![]() |
|
At first glance it might seem that with the pound no longer as strong against the dollar, it might be more profitable for bands like counting Crows to make the trip across the Atlantic, however as Duritz says deals are often made in different currencies, and whilst if the band were paid in dollars they would make more money if they'd agreed to be paid in pounds they could well have seen any profit from the tour wiped out.
A financially viable tour would be costed out before hand, and with recent exchange rates international touring bands could be getting about 25% less if they had agreed to be paid in pounds. Conversely if the promoter is paying the band in dollars he'd make 25% less then he'd have been previously expecting, and if he'd paying the band in pounds he'd still be paying the same.
Whichever way a touring band agree to do the deal, one side would not getting the deal they thought they were if the deal was done before the pound fell. As 'profit' is likely to be around 10-15%, the fall in value of the pound is likely to have wiped out all profit for one or other, and so either the band or promoter would probably be losing money. Although a band could probably hold a promoter to the agreed deal if the changes affected the promoter and not the band, in the long run that wouldn't be a great thing for the band to do, as these things have to work for both parties else they don't really work at all.

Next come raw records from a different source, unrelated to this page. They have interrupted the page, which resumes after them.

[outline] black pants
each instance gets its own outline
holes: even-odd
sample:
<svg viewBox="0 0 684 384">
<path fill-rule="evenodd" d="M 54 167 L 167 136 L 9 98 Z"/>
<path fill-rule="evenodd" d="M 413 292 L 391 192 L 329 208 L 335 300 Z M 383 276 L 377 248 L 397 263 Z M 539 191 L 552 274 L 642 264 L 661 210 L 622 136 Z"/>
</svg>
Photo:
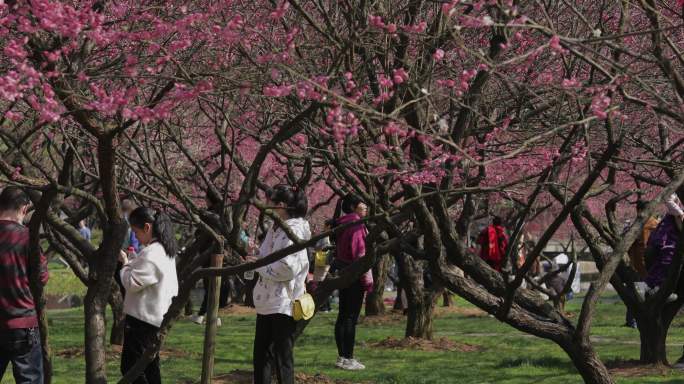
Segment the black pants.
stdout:
<svg viewBox="0 0 684 384">
<path fill-rule="evenodd" d="M 43 353 L 38 328 L 0 330 L 0 381 L 10 362 L 17 384 L 43 384 Z"/>
<path fill-rule="evenodd" d="M 126 329 L 124 331 L 123 351 L 121 352 L 121 373 L 126 374 L 133 368 L 135 363 L 145 353 L 145 349 L 152 344 L 159 328 L 152 324 L 138 320 L 132 316 L 126 316 Z M 159 371 L 159 355 L 145 368 L 142 375 L 133 382 L 134 384 L 161 384 Z"/>
<path fill-rule="evenodd" d="M 274 366 L 279 384 L 294 384 L 295 326 L 294 319 L 287 315 L 257 315 L 254 384 L 270 384 Z"/>
<path fill-rule="evenodd" d="M 200 305 L 199 316 L 204 316 L 207 314 L 207 303 L 209 302 L 209 284 L 210 279 L 204 279 L 204 297 L 202 298 L 202 304 Z M 221 278 L 221 286 L 219 287 L 219 308 L 223 308 L 228 305 L 230 299 L 230 281 L 227 277 Z"/>
<path fill-rule="evenodd" d="M 321 311 L 330 311 L 330 310 L 332 310 L 331 302 L 332 302 L 332 295 L 328 296 L 328 298 L 325 299 L 325 301 L 323 302 L 323 304 L 321 304 L 321 307 L 318 308 L 318 309 L 321 310 Z"/>
<path fill-rule="evenodd" d="M 354 357 L 356 322 L 361 314 L 363 295 L 360 280 L 347 288 L 340 289 L 340 311 L 335 323 L 335 342 L 338 355 L 347 359 Z"/>
</svg>

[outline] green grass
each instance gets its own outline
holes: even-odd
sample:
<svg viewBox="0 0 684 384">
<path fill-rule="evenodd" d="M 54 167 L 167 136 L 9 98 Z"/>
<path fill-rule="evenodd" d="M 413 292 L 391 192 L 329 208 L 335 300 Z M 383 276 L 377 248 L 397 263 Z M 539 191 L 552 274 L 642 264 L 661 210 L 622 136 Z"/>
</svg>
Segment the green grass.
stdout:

With the current money markets 'yo-yo'-ing as Duritz put it, it makes the planning and costing of an international tour very difficult and with such large changes, it is very likely that Counting Crows will not be the only band effected by the credit crunch.
The upshot of wide scale percentage changes in money markets makes it much more likely that next summer the number of international artists appearing on these shores could be greatly reduced, if the global money markets do not stop swinging wildly. Add to this the possibility of lower ticket sales as the credit crunch bites, and the lack of profitability in tours could make performances from international acts much less likely.
The good news is that festivals that offer a more family tailored experience, with diverse programming and a sensible pricing policy could attract back those festival goers who over the last few years have decided to travel to festivals abroad, with exchange rates making the foreign festival a less attractive option.
The current financial climate is proving to be a difficult time for the festival industry, which is readying itself to be further affected by another year of reduced consumer spending. However there are positives, with good sales of some of the big summer tours, and many live venues reporting that they are still having good ticket sales it would seem that those effected by the credit crunch are still spending on feel good events. Next summer could see festivalgoers still saving for a weekend away from it all, and a feel good holiday with a weekend at a festival.